Sur le sol du côté droit du lit était installé un matelas avec un édredon et un oreiller. Sur la table de chevet à gauche, là où j’étais assis maintenant, il y avait une lampe, un verre d’eau, une cuvette et une boîte avec des bonbons à la menthe. C’étaient là les remèdes contre la mort.   
 — Je ne suis pas sûr du tout de la façon dont je peux vous aider, Thomas, dis-je. Je n’ai jamais aimé quelqu’un.    
Mes propres mots me prirent de court, mais Thomas se contenta de répondre :    
— Oui, nous n’avons pas tous cette chance. Peut-être vous sera-t-il plus facile de mourir.    
— Peut-être, approuvai-je. Mais plus difficile de vivre.    
Son rire était de pierre tombant sur la pierre.   
 — Vous avez peut-être raison, parvint-il à articuler, tandis que son rire se transformait en toux. Une vie sans amour ne vaut pas grand-chose.    
Je lui souris et nous restâmes un peu en silence avant que je lui demande :    
— Vous avez dit que vous aviez peur ?   
 — Complètement terrifié !    
Il sourit de nouveau, avec les yeux cette fois.    
— C’est agréable de l’avoir dit.    
— Moi aussi, en fait, j’ai peur, avouai-je, mais je n’ai pas tout à fait découvert pourquoi.    
— Je pense que le pire, c’est de ne plus revoir le visage de ma femme. D’aller quelque part où elle n’est pas.    
Pour une raison ou une autre, je comprenais exactement ce qu’il voulait dire.    
— Peut-être n’est-ce pas du tout elle que vous devez lâcher, proposai-je. Peut-être n’est-ce que tout le reste.   
Je n’étais pas sûr que cela fasse sens, mais Thomas tendit la main et prit la mienne, de la même façon que l’avait fait sa femme quelques jours auparavant.    
— C’est vrai, je sentis sa main se resserrer en une faible pression, elle, je ne pourrai jamais la lâcher. Le reste, peut-être.    
Il relâcha ma main, se recroquevilla en un nouvel accès de toux sèche, et je lui tendis l’eau, dont il but quelques gorgées.

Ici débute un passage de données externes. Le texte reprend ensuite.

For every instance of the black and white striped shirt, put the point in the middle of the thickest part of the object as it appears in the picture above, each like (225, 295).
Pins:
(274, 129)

— J’espère que vous allez découvrir de quoi vous avez peur, dit-il d’une voix éraillée en se recouchant sur l’oreiller. Tout autre chose serait un terrible gâchis.    
Je lui jetai un regard et haussai les épaules ; est-ce que cela n’avait pas été du gâchis jusqu’ici, pour la plupart ? Je lui demandai quand même :
 — Comment découvre-t-on de quoi on a peur ?    
— Mon expérience, dit Thomas, tandis que ses yeux se fermaient, c’est que l’on commence par ce dont on a la plus grande nostalgie.
 


Je crois que la vie est à la fois bien trop courte et bien trop longue. Trop courte pour qu’on ait le temps d’apprendre comment on doit vivre. Trop longue parce que le déclin devient de plus en plus visible chaque jour qui passe.